21 stable releases (3 major)
| 3.2.0 | Jul 4, 2025 |
|---|---|
| 3.1.3 | Mar 31, 2025 |
| 3.1.2 | Feb 2, 2025 |
| 3.1.1 | Jun 3, 2024 |
| 0.2.1 | Mar 30, 2024 |
#58 in Command line utilities
1,303 downloads per month
50KB
1K
SLoC
vscode-workspace-gen
A cli tool for generating vscode workspace files from a template.
The goal is to workaround https://github.com/microsoft/vscode/issues/53557
vscode settings and workspace files suffer from huge json duplication.
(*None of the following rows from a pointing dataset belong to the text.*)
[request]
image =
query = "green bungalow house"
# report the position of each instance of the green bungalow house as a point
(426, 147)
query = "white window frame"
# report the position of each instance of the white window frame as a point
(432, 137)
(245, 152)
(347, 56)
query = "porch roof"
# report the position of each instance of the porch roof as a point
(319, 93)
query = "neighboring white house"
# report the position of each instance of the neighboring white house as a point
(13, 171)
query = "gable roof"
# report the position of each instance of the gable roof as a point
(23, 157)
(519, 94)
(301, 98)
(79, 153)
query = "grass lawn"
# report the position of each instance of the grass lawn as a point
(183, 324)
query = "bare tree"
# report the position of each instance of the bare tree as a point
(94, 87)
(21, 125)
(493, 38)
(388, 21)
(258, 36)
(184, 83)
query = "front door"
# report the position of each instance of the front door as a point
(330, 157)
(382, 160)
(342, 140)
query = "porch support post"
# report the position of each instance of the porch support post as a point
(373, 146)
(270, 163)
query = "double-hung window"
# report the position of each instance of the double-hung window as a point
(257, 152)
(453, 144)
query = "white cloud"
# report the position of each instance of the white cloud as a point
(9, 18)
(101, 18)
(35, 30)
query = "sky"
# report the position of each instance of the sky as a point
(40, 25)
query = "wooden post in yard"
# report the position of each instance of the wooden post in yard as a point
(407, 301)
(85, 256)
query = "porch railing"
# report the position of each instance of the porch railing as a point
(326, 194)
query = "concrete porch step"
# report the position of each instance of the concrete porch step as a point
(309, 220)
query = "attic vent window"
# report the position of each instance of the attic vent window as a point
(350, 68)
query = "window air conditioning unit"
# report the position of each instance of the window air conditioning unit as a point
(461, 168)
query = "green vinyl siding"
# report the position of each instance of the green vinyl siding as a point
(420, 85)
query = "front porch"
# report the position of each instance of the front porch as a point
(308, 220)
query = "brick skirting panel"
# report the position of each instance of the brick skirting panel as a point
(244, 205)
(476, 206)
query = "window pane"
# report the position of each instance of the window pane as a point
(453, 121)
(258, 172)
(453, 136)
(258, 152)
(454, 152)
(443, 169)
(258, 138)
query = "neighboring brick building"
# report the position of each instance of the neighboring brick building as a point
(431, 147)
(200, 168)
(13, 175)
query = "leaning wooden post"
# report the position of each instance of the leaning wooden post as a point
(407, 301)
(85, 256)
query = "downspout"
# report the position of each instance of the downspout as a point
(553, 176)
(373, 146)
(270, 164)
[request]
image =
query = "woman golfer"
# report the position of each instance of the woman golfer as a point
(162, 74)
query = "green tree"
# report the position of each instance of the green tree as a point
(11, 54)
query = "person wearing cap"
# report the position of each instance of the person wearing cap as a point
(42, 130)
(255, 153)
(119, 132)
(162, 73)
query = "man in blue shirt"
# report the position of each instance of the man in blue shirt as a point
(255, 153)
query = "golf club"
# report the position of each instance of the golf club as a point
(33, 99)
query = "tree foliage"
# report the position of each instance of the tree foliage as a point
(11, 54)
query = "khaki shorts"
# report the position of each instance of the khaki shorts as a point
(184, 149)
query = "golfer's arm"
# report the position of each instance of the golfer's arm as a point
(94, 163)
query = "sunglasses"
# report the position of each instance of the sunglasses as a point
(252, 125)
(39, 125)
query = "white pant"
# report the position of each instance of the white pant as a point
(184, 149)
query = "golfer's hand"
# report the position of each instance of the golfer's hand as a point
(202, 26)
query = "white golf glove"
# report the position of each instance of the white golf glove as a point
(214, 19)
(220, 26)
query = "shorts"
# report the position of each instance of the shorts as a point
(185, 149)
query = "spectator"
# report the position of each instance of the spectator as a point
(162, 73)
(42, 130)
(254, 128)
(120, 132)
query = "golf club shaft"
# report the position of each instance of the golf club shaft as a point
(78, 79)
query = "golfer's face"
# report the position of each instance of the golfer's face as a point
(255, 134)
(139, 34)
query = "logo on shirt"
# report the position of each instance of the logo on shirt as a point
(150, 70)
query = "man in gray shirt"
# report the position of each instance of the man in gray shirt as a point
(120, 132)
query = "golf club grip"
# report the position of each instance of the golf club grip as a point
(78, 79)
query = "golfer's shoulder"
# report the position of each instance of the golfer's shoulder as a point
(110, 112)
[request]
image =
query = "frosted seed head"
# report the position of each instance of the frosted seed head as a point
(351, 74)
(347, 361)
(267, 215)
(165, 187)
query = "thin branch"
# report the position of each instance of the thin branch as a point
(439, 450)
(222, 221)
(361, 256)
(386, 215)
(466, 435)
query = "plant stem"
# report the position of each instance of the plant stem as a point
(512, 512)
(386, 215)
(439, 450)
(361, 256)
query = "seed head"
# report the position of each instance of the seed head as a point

With this tool you can specify json objects you want to reuse and then reference them instead of duplicating.
Installation
cargo install vscode-workspace-gen
Usage:
A real scenario could be factoring-out duplicated vscode launches, pretty printers and source map settings.
For the purpose of this example we'll just show some dummy JSON instead.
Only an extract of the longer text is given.